His mum hopes Sonny will still be in a condition to go, but said the family will plan something “a bit closer to home” if not.
The Duchess of Cambridge said: “This Children’s Hospice Week, I’d like to thank the amazing staff for all the work that you do in children’s hospices around the UK. The care and the nurture that you provide children and families in the most unimaginable circumstances is just awe inspiring.
“I’d also like to pay tribute to all those families out there who are caring for and looking after a child with a life-limiting illness. You do the most extraordinary job and I know it’s particularly hard at the moment so my thoughts go out to you all.”
Mrs Pope-Saunders said after the visit: “She said they are having a sunflower-growing competition and Louis is winning, much to George’s annoyance.
“It was so nice to see her - and in such a lovely dress too - getting stuck in.”
EACH acting chief executive Tracy Rennie said: “We’re privileged to have the continued support of the Duchess.
“We know the families we support have been and continue to go through particularly tough times at the moment, and at EACH we’ve had to rapidly adapt how we deliver care and support, while managing a considerable hit to our funding, so the Duchess’ support is a very welcome and much appreciated boost.”
Since 2012, she been royal patron of EACH, which operates across Norfolk, Suffolk, Essex and Cambridgeshire to care for children with life-threatening conditions and provide support to their families.
Heartbreak over Disneyland dream
Sonny’s mother said shielding during Covid-19 had not been too difficult, but that she felt valuable time to make memories with her son was being lost.
“Sonny’s been fine at home.
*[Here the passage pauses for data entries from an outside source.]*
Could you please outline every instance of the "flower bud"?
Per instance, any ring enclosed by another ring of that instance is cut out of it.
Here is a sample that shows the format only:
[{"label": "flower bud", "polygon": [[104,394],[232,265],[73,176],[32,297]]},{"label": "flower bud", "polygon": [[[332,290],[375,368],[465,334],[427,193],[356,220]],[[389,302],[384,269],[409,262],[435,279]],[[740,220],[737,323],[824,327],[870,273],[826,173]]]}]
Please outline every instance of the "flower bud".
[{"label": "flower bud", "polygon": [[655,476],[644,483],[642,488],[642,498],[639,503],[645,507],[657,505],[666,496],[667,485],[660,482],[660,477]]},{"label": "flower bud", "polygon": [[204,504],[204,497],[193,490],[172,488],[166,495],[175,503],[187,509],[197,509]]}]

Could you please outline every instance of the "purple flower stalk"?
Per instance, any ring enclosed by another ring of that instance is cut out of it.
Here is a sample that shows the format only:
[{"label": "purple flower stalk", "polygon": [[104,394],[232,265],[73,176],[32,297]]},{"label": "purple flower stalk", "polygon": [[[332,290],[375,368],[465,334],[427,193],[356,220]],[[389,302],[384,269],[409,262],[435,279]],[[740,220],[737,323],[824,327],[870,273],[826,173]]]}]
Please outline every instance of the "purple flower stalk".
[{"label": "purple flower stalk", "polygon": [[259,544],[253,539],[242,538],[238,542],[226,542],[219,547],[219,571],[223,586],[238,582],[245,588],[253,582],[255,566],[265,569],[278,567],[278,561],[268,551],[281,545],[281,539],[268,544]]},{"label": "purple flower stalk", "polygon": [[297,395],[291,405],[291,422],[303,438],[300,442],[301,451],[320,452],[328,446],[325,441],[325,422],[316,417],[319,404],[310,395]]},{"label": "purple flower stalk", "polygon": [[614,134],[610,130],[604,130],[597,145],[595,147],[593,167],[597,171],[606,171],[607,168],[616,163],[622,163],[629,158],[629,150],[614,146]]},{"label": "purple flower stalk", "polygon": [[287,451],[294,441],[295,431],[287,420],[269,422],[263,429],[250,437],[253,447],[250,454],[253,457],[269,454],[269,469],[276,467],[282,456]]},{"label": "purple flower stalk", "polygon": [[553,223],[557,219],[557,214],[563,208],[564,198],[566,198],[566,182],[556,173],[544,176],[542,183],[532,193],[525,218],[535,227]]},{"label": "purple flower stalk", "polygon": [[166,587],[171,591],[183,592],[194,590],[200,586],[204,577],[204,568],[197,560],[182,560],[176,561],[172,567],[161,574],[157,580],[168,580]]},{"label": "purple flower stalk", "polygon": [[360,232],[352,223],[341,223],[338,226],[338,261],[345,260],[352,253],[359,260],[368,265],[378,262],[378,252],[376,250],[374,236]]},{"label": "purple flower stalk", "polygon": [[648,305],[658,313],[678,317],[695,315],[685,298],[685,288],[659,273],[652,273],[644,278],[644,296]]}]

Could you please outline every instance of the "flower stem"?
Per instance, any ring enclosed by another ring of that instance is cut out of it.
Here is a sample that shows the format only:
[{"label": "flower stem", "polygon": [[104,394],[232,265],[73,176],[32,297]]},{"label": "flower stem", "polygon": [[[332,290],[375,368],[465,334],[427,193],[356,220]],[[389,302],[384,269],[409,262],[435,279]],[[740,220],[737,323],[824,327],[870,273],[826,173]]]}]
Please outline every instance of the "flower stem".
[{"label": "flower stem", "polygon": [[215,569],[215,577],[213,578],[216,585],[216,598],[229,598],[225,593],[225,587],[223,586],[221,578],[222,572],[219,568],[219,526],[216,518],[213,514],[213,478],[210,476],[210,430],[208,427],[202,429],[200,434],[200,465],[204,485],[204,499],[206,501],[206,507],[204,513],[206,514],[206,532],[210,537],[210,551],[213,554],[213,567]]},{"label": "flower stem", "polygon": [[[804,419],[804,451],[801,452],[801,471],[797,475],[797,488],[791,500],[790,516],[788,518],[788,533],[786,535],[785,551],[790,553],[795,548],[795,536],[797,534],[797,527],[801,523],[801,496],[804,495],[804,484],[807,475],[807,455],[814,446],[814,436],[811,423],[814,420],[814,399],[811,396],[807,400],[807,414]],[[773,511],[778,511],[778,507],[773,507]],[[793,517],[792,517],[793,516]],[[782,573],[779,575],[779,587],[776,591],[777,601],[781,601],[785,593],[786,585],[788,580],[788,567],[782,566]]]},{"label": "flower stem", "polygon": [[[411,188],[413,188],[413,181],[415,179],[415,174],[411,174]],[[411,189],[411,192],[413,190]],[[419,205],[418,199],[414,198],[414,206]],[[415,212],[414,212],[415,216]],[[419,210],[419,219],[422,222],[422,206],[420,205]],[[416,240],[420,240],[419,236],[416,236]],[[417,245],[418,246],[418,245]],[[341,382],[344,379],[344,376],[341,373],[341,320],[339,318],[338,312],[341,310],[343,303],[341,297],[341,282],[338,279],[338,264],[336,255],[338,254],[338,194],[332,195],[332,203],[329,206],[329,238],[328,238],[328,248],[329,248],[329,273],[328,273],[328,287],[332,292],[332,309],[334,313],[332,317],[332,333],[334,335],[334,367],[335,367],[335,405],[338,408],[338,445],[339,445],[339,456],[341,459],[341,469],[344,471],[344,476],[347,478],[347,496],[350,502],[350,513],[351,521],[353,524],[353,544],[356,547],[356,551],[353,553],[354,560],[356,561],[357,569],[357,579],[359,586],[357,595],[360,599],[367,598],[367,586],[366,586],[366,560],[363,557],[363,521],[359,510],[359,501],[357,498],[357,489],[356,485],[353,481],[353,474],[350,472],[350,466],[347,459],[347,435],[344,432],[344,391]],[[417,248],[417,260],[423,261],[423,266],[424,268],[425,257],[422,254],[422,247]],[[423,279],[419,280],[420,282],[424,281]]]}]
He can’t walk or talk very well at the moment, but he’s happy and nothing phases him. Even when he was poorly and couldn’t eat for a little while, he didn’t moan. He never has done through all of this. He’s a trooper,” she said.
The family have enjoyed a day out to Banham Zoo thanks to EACH’s help.
But she said it was devastating to not be able to go to Disneyland Paris.
“That was just heartbreaking when we couldn’t take him and we had to tell him,” she said.
“He just said ‘don’t worry, I’ll just go to Hemsby when it’s open’. That’s how cool and chilled he is.”